Nanopore sequencing data for "Single-molecule epitranscriptomic analysis of full-length HIV-1 RNAs reveals functional roles of site-specific m6As" paper. Single-molecule epitranscriptomic analysis of full-length HIV-1 RNAs reveals functional roles of site-specific m6As

Although the significance of chemical modifications on RNA is acknowledged, the evolutionary benefits and specific roles in HIV-1 replication remain elusive. Most studies have provided only population-averaged values of modifications for fragmented RNAs at low resolution and have relied on indirect analyses of phenotypic effects by perturbing host effectors. Here, we analyzed chemical modifications on HIV-1 RNAs at the full-length, single-RNA level, and nucleotide resolution using novel direct RNA sequencing methods. Our data reveal an unexpectedly simple HIV-1 modification landscape, highlighting three predominant N6-methyladenosine (m6A) modifications near the 3' end.
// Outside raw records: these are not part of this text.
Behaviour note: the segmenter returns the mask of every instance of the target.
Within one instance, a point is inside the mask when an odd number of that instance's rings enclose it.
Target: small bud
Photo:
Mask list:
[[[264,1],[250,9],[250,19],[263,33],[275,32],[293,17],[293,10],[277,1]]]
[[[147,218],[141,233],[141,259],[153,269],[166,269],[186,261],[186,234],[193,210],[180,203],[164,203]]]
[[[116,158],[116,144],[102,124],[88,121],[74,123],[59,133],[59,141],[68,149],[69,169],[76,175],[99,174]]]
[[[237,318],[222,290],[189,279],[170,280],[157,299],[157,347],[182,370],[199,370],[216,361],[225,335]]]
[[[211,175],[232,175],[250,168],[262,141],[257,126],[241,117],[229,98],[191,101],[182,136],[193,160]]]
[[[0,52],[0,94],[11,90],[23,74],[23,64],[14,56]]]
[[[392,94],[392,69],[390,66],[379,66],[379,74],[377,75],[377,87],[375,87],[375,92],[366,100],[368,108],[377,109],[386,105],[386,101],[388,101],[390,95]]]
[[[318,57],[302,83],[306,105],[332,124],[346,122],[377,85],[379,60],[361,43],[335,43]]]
More densely installed in spliced viral mRNAs than in genomic RNAs, these m6As play a crucial role in maintaining normal levels of RNA splicing and translation. HIV-1 generates diverse RNA subspecies with distinct m6A ensembles, and maintaining multiple of these m6As on its RNAs provides additional stability and resilience to HIV-1 replication—an unexplored RNA-level evolutionary strategy.